The Multilink(TM) Linker is a promising approach to improve efficacy and safety of ADC’s

Poster presented at the American College of Toxicology (ACT) 2023 Annual Meeting

Josée Hue-Perron1, Noémie Luong1, Lisa Ivanschitz1, Nathalie Bellocq2, Léo Marx2, Ulf Andersson1​

1Debiopharm, Chemin Messidor 5-7, CH-1002 Lausanne, Switzerland
2Debiopharm Research and Manufacturing, Rue du Levant 146, CH-1920 Martigny, Switzerland

Summary

Antibody drug conjugates (ADCs) represent an attractive method to deliver cytotoxic payloads into tumor cells while reducing systemic toxicities. To improve efficacy, increasing the DAR (drug–antibody ratio) is an appealing approach, although lipophilicity of such constructions can lead to unselective uptake. Non-specific linker cleavage is also associated with off-target toxicity. We have developed the MultilinkTM technology, which allows rapid and specific intracellular cleavage of a hydrophilic linker, resulting in efficient payload release from the ADCs.
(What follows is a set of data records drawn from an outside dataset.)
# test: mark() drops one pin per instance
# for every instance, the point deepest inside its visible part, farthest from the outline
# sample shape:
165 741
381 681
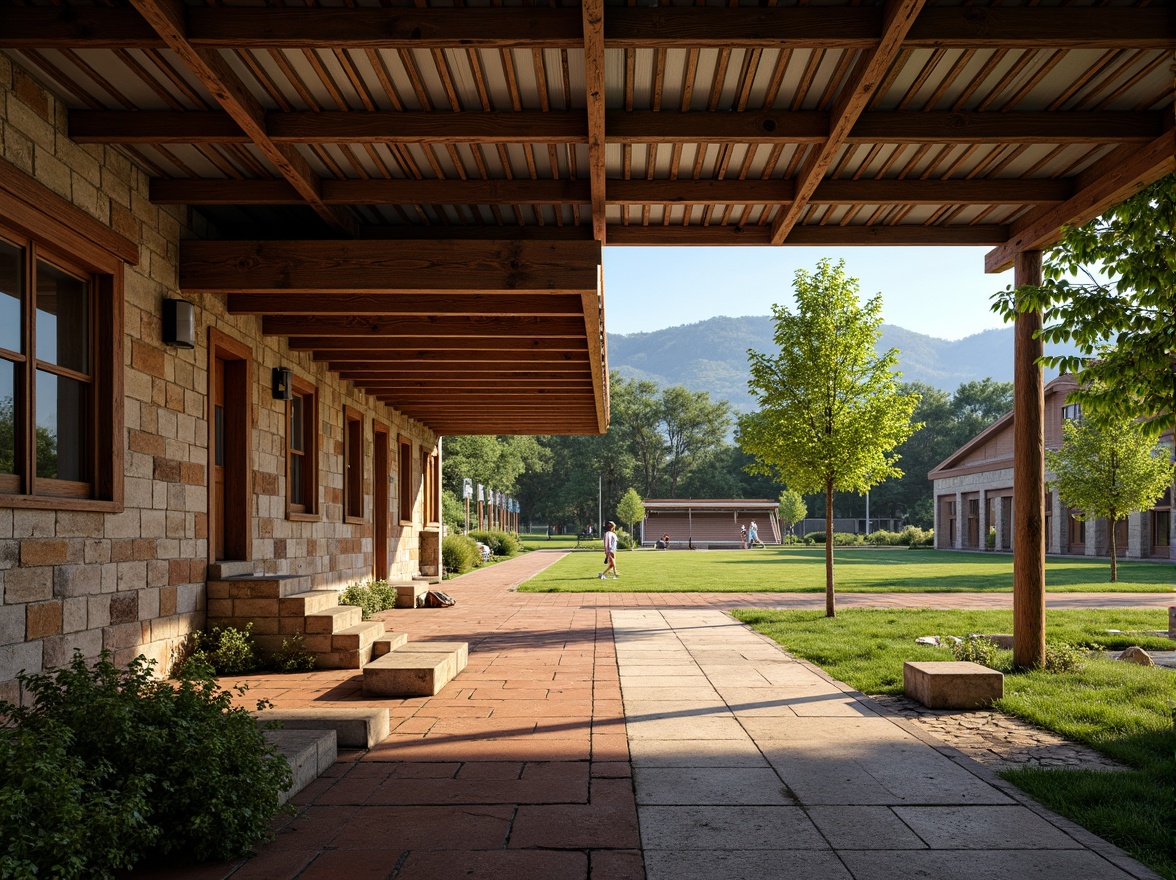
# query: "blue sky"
939 291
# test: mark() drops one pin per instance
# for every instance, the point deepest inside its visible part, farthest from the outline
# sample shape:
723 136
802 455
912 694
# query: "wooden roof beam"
622 127
593 13
553 305
867 77
81 27
387 266
620 192
167 19
1115 178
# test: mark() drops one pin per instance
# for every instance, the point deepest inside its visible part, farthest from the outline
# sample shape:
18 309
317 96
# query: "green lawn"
1122 710
857 571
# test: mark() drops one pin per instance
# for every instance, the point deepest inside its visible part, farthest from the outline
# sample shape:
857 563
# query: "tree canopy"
830 408
1110 288
1108 468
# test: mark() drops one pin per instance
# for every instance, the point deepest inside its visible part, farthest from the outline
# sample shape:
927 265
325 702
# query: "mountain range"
712 355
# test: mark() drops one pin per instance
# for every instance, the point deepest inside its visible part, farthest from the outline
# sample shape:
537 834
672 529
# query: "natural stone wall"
134 581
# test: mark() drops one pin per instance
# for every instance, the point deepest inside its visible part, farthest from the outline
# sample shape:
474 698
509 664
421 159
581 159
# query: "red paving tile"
520 767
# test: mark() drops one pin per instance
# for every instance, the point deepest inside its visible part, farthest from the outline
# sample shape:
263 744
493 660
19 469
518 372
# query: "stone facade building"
974 497
115 495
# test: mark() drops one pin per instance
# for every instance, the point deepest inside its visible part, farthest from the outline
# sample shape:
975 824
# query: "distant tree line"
673 442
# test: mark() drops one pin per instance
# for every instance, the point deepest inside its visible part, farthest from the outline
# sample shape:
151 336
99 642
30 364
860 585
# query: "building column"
1029 482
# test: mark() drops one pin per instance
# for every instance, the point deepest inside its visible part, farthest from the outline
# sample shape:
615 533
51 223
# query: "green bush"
976 650
1062 657
108 766
501 544
371 597
293 655
459 554
222 651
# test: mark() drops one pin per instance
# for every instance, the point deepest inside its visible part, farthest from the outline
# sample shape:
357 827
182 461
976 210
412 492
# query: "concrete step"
359 637
308 752
399 674
308 602
333 620
354 728
227 568
388 641
268 586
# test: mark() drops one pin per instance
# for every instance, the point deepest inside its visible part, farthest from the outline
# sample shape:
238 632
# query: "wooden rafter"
620 192
84 27
621 126
167 19
856 97
593 14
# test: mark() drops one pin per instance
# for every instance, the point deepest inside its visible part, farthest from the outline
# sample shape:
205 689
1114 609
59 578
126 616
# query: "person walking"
609 551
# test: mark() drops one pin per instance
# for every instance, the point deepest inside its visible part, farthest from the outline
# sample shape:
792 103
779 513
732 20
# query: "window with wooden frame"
60 377
405 479
302 452
353 466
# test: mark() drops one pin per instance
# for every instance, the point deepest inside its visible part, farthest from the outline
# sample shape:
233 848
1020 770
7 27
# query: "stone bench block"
408 674
411 595
354 727
460 651
308 752
951 685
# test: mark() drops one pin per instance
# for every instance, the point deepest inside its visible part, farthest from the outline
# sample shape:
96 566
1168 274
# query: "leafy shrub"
1061 657
501 544
293 655
975 648
107 766
222 651
371 597
459 554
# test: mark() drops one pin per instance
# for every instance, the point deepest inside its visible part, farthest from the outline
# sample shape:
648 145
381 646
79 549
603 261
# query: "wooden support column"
1029 479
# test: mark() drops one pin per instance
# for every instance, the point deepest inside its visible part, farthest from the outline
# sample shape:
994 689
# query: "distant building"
974 493
708 522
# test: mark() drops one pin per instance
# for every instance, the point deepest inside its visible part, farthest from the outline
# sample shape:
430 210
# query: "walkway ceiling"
449 172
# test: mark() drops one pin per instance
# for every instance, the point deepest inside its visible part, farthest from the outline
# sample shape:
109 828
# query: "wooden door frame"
238 448
381 506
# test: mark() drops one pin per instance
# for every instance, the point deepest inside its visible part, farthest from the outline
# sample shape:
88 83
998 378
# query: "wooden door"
380 484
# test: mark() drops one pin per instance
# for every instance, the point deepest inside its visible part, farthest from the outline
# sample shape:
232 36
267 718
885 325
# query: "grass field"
857 571
1122 710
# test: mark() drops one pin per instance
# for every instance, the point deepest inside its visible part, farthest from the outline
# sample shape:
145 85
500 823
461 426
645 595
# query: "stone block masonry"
134 580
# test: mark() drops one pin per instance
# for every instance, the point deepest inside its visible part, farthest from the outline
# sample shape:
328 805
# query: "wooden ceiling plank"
523 328
864 80
167 18
414 305
387 266
593 18
1118 175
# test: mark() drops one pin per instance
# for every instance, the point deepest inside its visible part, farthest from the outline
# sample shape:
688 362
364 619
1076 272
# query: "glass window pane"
12 288
62 427
7 417
62 319
298 437
296 480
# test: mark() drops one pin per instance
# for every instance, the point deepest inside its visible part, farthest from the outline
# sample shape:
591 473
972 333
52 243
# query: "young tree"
1109 468
1123 327
792 510
630 510
830 408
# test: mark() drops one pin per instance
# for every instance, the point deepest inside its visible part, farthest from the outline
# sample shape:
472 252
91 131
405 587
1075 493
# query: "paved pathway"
748 764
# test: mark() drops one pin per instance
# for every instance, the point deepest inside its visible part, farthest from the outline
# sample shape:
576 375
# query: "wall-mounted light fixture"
179 324
282 384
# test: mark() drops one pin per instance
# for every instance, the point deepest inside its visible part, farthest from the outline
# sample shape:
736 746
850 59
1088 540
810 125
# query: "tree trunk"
830 610
1114 554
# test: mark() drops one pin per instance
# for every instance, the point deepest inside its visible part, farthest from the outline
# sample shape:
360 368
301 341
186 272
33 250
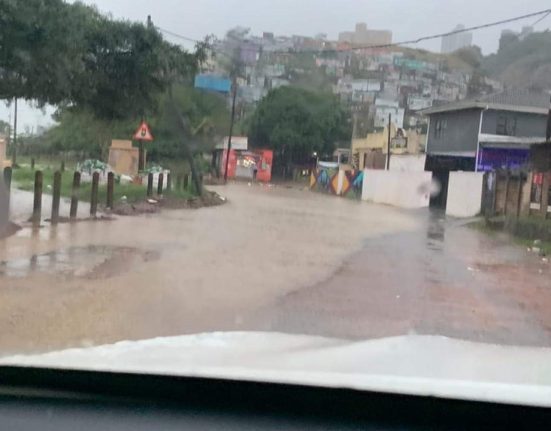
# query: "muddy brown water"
272 258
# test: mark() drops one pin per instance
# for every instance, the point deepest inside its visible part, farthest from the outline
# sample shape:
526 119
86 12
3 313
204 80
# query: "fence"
164 184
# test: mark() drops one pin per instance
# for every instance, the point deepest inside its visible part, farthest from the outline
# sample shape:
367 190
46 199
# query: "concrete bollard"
160 180
110 189
186 181
149 185
94 195
37 202
74 195
55 198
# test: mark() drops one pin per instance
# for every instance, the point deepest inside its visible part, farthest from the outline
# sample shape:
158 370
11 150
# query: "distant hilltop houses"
372 79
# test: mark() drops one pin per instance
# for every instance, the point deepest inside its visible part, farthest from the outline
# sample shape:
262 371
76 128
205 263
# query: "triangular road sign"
143 133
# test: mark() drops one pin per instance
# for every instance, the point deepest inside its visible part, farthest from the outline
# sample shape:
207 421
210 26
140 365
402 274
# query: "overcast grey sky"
406 18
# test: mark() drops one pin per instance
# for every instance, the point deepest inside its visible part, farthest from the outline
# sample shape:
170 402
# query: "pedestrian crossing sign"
143 133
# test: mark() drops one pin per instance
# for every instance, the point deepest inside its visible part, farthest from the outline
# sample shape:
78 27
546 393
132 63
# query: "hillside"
522 63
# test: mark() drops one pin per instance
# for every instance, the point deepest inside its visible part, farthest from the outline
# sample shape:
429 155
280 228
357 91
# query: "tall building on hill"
456 41
364 36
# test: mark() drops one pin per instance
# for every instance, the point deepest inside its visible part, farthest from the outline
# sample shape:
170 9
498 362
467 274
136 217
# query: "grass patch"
24 178
545 246
523 231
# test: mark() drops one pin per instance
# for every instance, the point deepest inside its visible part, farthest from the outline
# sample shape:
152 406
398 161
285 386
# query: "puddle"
91 262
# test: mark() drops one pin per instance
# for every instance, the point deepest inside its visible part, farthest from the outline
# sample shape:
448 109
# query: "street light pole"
234 95
548 131
14 143
388 145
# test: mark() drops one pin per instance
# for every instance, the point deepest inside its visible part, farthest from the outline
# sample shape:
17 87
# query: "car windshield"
320 192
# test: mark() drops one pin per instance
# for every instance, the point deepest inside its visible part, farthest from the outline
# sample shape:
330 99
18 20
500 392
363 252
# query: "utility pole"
388 145
548 131
234 95
14 143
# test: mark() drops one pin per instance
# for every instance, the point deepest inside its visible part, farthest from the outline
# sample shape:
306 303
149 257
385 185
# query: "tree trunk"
183 127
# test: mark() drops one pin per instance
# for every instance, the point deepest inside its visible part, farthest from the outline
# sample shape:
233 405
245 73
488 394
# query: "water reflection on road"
444 278
271 259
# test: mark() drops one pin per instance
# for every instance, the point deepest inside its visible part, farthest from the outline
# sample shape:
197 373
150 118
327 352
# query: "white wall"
407 162
464 194
397 188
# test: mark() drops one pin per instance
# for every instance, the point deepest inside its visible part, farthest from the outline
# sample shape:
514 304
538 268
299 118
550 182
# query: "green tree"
295 123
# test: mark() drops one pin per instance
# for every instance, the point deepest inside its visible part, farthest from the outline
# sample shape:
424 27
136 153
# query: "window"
506 126
440 128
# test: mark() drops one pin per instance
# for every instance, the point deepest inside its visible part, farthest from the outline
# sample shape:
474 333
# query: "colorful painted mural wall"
331 180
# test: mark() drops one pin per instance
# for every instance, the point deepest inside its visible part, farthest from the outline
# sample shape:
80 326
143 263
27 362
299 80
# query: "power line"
545 13
541 19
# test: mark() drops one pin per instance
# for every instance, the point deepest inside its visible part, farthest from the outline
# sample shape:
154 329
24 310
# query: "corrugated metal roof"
519 100
518 97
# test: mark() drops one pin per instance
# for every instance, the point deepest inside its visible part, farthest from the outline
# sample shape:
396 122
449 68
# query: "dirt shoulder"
153 205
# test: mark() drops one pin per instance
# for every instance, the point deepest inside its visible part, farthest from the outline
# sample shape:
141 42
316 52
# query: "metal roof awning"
499 141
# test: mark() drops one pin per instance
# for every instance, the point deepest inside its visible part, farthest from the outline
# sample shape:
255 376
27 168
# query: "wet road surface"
271 259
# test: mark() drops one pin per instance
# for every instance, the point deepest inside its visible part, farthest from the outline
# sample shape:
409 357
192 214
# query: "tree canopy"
295 123
69 54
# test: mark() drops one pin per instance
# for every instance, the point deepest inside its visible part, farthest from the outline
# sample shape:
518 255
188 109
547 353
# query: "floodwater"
272 258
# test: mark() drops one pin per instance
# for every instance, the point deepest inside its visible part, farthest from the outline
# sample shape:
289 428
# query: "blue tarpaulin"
213 83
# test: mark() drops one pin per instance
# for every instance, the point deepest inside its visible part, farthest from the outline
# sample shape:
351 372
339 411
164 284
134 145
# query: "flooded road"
274 259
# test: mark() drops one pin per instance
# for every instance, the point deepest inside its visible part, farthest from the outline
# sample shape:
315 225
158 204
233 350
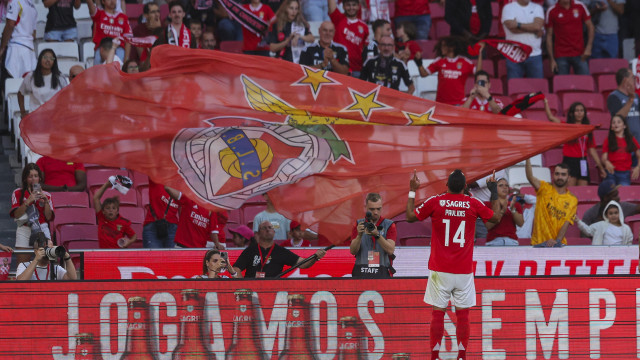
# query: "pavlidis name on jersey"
458 204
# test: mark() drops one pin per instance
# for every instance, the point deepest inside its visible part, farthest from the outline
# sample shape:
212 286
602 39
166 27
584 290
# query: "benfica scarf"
512 50
183 39
245 17
522 103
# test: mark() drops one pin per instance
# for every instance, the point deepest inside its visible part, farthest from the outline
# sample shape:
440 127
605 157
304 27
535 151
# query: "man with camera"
373 242
480 97
41 267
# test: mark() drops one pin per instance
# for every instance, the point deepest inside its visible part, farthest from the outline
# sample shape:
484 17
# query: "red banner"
222 128
516 318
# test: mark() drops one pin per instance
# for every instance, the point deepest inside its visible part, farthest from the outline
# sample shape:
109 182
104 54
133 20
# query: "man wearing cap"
373 241
295 236
607 191
242 236
266 259
555 207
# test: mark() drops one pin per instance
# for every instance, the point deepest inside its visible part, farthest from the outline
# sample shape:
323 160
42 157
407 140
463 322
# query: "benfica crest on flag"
224 127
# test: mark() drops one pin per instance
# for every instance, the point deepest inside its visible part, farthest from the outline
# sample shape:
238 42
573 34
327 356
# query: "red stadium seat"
519 87
416 242
592 101
134 10
417 229
606 66
573 83
231 46
496 86
552 99
71 232
70 199
74 216
606 84
587 194
601 118
427 48
134 214
629 193
552 157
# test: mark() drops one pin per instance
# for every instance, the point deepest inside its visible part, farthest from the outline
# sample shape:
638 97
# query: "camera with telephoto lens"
368 223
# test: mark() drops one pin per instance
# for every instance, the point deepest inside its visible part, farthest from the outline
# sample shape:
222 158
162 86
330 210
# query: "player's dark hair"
373 197
457 181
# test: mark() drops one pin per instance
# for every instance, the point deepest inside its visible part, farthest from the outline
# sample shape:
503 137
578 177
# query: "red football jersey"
251 40
196 224
107 25
57 172
353 34
567 28
453 227
110 231
452 76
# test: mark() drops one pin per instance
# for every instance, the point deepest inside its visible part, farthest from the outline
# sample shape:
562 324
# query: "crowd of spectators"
572 31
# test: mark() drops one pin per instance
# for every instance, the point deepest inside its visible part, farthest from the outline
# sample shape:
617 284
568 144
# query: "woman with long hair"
289 32
214 265
574 153
31 208
41 84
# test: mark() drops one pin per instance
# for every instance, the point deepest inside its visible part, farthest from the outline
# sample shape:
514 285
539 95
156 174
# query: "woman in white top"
41 84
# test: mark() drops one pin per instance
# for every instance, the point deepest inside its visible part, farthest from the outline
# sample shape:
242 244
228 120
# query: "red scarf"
183 38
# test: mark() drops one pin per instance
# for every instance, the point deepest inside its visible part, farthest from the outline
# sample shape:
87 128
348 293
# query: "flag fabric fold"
224 127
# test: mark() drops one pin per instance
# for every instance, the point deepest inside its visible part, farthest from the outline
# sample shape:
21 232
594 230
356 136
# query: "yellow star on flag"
315 78
365 103
422 119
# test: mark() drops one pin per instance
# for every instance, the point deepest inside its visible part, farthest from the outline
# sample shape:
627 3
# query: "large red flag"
224 127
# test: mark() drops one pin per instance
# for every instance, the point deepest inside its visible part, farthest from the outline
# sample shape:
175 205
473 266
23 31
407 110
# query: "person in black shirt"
385 69
267 259
325 54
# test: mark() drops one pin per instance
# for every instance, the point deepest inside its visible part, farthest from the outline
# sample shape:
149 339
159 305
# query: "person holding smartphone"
480 97
215 265
31 208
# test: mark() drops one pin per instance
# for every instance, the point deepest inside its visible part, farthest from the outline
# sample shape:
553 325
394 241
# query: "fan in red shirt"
565 37
198 227
480 97
254 44
350 31
453 69
62 175
109 23
114 231
296 239
453 218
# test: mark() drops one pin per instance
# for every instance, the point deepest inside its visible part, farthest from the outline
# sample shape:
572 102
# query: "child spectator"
295 239
453 69
575 152
114 231
109 23
196 33
406 47
41 84
612 230
290 32
254 44
617 150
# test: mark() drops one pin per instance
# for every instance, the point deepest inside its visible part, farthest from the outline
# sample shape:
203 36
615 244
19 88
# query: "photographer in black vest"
373 242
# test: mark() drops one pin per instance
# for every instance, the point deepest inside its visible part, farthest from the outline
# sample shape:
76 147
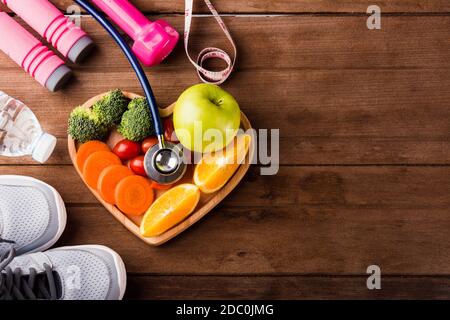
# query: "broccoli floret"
111 107
137 124
85 126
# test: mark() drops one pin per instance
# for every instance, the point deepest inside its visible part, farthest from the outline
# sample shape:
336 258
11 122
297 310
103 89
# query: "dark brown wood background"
365 154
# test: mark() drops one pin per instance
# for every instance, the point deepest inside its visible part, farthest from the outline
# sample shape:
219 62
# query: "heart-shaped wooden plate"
207 201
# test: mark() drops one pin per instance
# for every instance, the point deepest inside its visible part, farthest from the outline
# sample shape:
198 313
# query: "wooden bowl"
207 201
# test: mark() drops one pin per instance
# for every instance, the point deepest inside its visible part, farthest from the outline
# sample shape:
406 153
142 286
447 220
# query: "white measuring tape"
208 76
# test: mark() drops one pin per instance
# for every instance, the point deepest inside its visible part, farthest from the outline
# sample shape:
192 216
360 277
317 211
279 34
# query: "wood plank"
349 125
346 115
301 42
263 288
352 186
290 240
282 6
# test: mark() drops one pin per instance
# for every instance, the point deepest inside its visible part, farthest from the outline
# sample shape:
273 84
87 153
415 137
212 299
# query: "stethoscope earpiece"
166 164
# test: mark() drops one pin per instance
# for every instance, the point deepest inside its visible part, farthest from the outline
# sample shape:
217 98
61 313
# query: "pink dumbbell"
153 41
28 52
52 25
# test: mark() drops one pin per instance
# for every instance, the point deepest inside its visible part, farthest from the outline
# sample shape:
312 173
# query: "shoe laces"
14 285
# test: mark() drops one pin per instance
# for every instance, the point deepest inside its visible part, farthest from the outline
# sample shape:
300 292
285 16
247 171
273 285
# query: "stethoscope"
164 162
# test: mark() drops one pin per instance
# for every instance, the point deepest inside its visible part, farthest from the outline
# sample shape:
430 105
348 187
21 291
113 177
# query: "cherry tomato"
169 131
157 186
126 149
137 166
148 143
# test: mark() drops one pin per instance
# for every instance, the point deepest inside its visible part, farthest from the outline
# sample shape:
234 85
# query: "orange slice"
215 169
170 209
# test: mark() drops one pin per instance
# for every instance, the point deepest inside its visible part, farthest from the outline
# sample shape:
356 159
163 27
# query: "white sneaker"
69 273
32 215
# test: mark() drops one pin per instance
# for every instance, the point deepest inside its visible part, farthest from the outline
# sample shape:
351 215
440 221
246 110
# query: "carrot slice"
108 180
95 164
88 148
134 195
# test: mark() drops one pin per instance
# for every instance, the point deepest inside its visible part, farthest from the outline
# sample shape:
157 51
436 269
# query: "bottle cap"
44 148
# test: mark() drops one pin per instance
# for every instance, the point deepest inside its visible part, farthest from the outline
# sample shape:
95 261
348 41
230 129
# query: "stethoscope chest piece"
165 165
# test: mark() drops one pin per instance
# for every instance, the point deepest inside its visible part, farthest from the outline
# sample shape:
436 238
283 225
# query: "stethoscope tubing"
133 61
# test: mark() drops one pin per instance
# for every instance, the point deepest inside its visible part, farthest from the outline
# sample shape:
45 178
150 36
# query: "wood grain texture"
282 240
364 139
386 95
283 6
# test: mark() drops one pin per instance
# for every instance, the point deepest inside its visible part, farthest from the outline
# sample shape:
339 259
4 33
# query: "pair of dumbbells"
153 41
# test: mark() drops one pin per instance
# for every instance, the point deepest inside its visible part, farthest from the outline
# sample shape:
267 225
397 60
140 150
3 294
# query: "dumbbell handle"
125 15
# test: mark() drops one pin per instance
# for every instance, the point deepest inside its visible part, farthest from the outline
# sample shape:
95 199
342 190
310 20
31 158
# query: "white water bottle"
21 133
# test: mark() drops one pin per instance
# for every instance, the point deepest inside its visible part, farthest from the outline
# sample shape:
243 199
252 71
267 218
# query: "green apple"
206 118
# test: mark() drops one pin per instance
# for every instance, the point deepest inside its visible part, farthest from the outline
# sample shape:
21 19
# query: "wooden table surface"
364 119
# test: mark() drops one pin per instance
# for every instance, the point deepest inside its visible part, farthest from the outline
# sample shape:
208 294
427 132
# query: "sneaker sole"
118 263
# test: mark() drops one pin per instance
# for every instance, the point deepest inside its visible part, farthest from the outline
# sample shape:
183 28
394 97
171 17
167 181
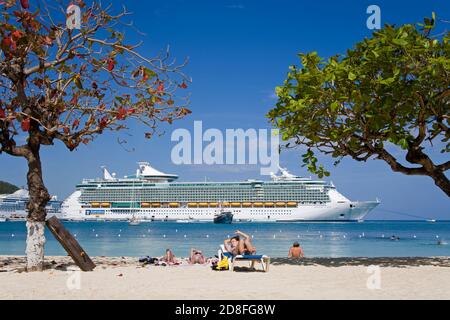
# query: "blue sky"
239 52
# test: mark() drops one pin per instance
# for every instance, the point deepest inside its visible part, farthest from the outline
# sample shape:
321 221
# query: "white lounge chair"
262 259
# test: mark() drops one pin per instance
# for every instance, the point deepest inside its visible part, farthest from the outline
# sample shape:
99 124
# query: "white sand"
200 282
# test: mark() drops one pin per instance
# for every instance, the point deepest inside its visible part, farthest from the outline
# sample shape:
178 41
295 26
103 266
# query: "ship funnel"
106 174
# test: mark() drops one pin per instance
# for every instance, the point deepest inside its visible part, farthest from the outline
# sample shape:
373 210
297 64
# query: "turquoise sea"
368 239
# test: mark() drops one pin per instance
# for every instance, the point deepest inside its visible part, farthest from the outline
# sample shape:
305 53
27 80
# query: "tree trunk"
39 198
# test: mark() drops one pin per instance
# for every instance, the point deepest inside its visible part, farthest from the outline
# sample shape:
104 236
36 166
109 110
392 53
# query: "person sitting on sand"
169 257
296 252
240 244
196 257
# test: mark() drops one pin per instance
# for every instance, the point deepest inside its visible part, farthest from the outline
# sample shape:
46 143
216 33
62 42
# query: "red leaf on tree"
75 124
25 4
183 85
13 45
7 42
160 88
103 122
48 41
25 125
17 34
111 65
122 113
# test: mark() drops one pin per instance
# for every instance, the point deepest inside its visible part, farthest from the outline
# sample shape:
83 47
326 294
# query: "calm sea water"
368 239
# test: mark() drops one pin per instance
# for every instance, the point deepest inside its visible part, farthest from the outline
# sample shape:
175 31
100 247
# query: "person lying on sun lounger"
240 244
296 252
196 257
169 257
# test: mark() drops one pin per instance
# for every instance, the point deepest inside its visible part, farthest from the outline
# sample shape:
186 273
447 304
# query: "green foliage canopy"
392 89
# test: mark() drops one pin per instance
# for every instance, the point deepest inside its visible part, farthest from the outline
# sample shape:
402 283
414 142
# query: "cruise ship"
156 196
14 206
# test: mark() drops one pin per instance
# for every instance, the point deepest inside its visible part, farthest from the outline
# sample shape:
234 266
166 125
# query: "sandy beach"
125 278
We investigated the toxicology profiles in mouse of two ADCs targeting CD37. Both ADCs carry the cytotoxic payload DM1; one with a non-cleavable thioether linker (Debio 1562; DAR3.5) and the other with our MultilinkTM linker (Debio 1562M; DAR8). Both ADCs demonstrated a toxicity profile expected with DM1, such as hematologic abnormalities, infusion reactions and hepatic lesions. Despite higher DAR, there were fewer toxicities with the MultilinkTM ADC, and a trend to lower severity of histopathological lesions. Notably, there were no hemorrhage or degeneration in the sciatic nerve when compared to the thioether conjugated-ADC, which suggests reduced risk of peripheral neuropathy. Unconjugated MultilinkTM-DM1 linker (quenched with cysteine) was not associated with any signs of toxicity. When evaluated in xenograft efficacy mouse AML models, the MultilinkTM ADC demonstrated significantly better tumor regression.